“Dad was admitted to the hospice in August 2011, aged 60, with advanced neuroendocrine cancer. We’d had a number of months before he was given any diagnosis. He was in so much pain at home. He couldn’t always get to the loo in time and he found that really hard to cope with, being a man who did anything for his family,” said Rachael.
"Although they have many ill people to care for, we never felt rushed or uninformed, or that we were being any trouble. I called the hospice every morning to see how Dad was and how his night had been. There was always someone on hand to update me.”
“At this point we were having to look after him and he hated that. When he came into the hospice he was given back his dignity. Coming into the hospice meant our time was ‘with him’, and not nursing him. “
“We were told he was only coming to the hospice to sort his pain relief, but he never came home. He was asked when the time came, did he want to die at home or in the hospice. He chose the hospice and I know we were all pleased about this when it happened.”

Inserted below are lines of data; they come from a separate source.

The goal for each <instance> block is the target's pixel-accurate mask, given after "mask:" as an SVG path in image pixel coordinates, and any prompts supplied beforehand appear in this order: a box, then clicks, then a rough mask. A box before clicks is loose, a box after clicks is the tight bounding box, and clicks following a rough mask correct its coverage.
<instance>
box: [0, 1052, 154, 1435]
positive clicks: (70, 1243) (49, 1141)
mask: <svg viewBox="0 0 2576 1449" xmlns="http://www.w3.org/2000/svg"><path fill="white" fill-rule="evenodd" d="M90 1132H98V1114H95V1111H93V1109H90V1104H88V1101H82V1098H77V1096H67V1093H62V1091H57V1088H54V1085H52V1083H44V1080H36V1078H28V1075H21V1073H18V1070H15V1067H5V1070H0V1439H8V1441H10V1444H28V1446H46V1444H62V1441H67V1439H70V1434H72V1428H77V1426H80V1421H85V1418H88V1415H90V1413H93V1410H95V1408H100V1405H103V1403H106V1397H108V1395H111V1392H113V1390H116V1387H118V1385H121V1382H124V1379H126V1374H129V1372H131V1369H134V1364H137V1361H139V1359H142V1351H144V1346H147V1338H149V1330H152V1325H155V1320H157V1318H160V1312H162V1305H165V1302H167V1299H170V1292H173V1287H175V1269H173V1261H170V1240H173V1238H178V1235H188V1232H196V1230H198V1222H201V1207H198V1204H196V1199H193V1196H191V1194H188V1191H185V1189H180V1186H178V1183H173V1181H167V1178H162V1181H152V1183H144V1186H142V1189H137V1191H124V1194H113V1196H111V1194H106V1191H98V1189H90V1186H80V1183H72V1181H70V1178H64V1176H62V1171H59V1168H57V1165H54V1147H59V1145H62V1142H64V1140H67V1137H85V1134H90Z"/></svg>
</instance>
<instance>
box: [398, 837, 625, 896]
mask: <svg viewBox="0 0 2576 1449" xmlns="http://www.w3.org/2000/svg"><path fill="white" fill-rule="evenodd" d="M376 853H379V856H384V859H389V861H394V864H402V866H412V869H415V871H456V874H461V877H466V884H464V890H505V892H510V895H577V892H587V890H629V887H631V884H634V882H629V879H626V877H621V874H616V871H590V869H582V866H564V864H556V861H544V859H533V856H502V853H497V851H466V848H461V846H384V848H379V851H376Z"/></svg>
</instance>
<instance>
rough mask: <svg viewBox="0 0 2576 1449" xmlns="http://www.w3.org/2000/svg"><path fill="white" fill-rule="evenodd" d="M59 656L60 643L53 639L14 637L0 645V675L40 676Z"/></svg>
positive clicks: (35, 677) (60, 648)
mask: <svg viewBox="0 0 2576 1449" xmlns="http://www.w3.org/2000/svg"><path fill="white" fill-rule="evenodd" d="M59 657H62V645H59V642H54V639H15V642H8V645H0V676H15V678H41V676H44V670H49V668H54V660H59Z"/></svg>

“On his last day, every member of our family was able to come and see him, knowing it was the last time – there were no restrictions for anyone.”
“Dad was the family's rock, and everyone at the Hospice seemed to care deeply that we were about to lose such a special man.”
“After we lost Dad, that was certainly not the end of the help and guidance we received. My mum, my children and I spent time with Sarah, the Hospice's Bereavement Services Co-ordinator, who I can’t praise enough.
"Although we were suffering as a family, we were lucky as we had this wonderful service to support us when we needed it most. The loss of a loved one is devastating and I hope the Hospice is around for many more years to ease the pain for other families after the death of someone close."